No coletivo

Ao subir no ônibus, René já percebe a superlotação e fica na parte da frente. De imediato nota duas meninas sentadas em uma só cadeira. Elas aparentavam oito anos de idade, cabelos secos, roupas surradas, pernas à mostra com marcas de cicatrizes, as mãos sujas compartilhavam uma rapadura, no chão do transporte coletivo havia duas sacolas, que mais tarde ele pôde ver que eram blocos de queijo, três grandes pedaços em cada recipiente. René observava aquelas inocentes criaturas de Deus, perguntando-se de onde viriam, onde estariam seus pais, que futuro teriam. Enquanto isso, do outro lado da catraca, via dois malandros, já imaginando qualquer movimento suspeito. O medo de um possível assalto o afligia. Ele não tinha medo da morte, apenas da dor, da dor, da dor e da dor... a do momento, talvez uma que durasse tanto antes dela, a que os outros poderiam ter, quem sabe a de depois dela.

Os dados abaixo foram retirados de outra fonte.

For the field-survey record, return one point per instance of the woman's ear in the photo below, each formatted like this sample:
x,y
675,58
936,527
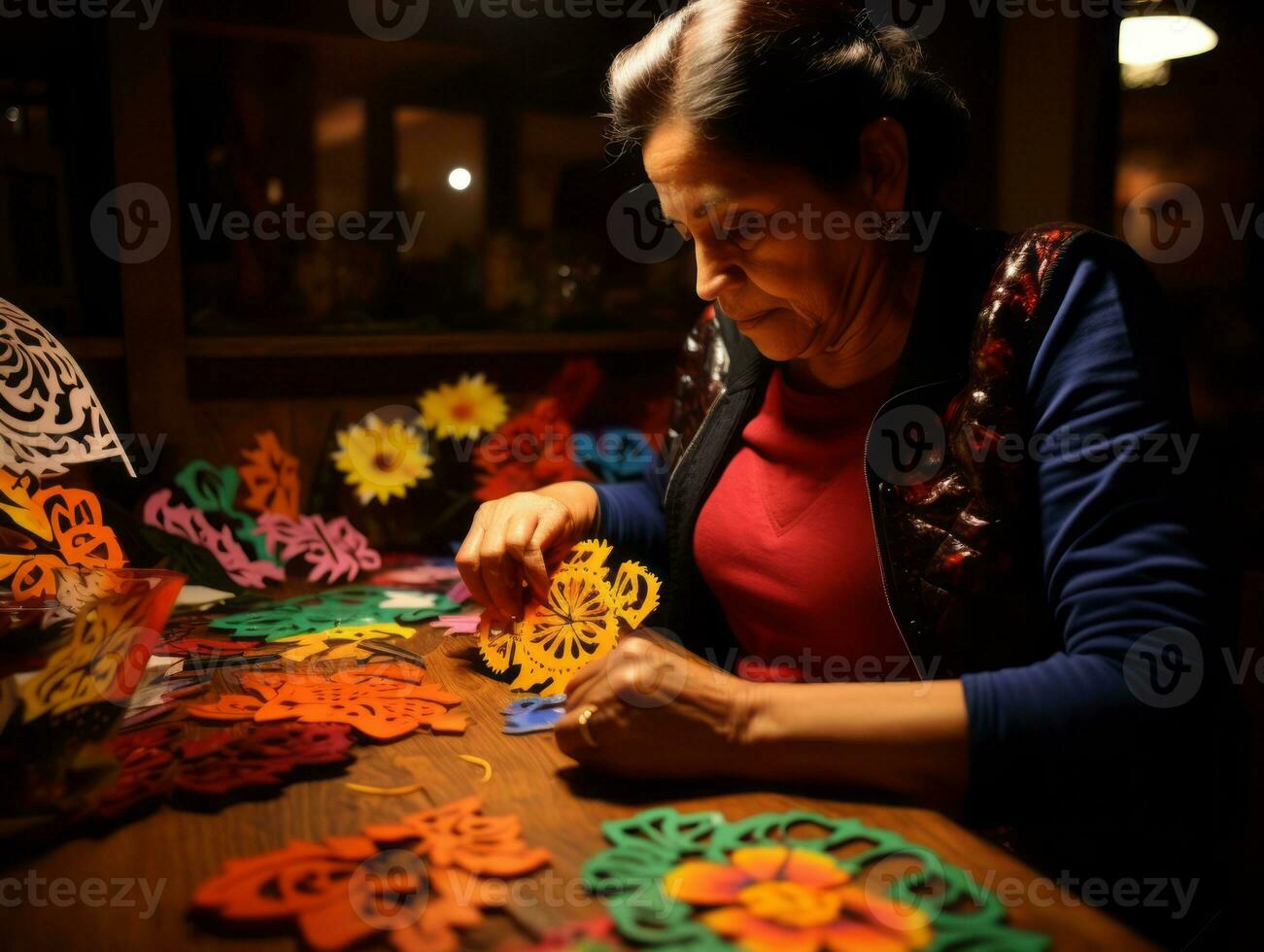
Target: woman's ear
x,y
884,166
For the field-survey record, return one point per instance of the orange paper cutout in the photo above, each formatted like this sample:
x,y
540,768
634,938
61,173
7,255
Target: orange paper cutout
x,y
66,529
575,625
269,477
109,647
412,883
385,701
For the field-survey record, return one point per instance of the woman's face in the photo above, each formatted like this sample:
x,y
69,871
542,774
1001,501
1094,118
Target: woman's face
x,y
788,260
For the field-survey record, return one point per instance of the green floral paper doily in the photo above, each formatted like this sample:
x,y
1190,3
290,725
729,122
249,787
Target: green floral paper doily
x,y
810,885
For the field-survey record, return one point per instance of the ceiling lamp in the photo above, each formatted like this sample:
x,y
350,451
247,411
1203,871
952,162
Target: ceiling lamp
x,y
1145,41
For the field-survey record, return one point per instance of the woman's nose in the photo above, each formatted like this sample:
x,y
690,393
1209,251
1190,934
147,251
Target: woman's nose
x,y
716,271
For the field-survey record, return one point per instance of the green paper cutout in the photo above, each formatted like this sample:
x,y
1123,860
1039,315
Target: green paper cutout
x,y
352,606
214,490
651,843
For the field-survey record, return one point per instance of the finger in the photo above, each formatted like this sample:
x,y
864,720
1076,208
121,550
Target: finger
x,y
517,539
492,557
469,562
533,564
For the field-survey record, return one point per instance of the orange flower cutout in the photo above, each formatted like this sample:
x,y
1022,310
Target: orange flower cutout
x,y
55,528
779,899
269,477
383,701
414,883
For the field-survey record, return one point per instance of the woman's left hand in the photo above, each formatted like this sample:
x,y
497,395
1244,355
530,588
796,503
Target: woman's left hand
x,y
654,712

Inferno ou purgatório? Via também uma senhora idosa que tentava se equilibrar com as compras e quase caía com a curva brusca. Alguém, vendo o episódio, cedia-lhe o assento. Outra tentava pedir parada, porém não conseguia porque sua baixa estatura não permitia, algum sujeito de bom coração e de altura mais elevada fazia-lhe o favor. Ela sorria agradecendo. Um velho cochilava. Um jovem ouvia música no celular e os outros que estavam perto, também escutavam a mesma bobagem. Um bebê dormia nos braços da mãe e no calor infernal que fazia. O motorista acelerava. Do outro lado da janela, o povo transitava, as calçadas e ruas repletas de lixo, alguém de dentro jogava uma garrafa de água, somava mais uma embalagem as tantas outras que havia nas vias. Um odor de esgoto era sentido por René, em seguida cheiro de comida gostosa...

Chega ao terminal de ônibus. René descia e sua preocupação de outrora com as crianças da frente ia junto na viajem delas, que seguia. Aonde iriam? Teriam tomado café-da-manhã? Será que aquela rapadura seria sua primeira refeição? Onde teriam achado aquele alimento?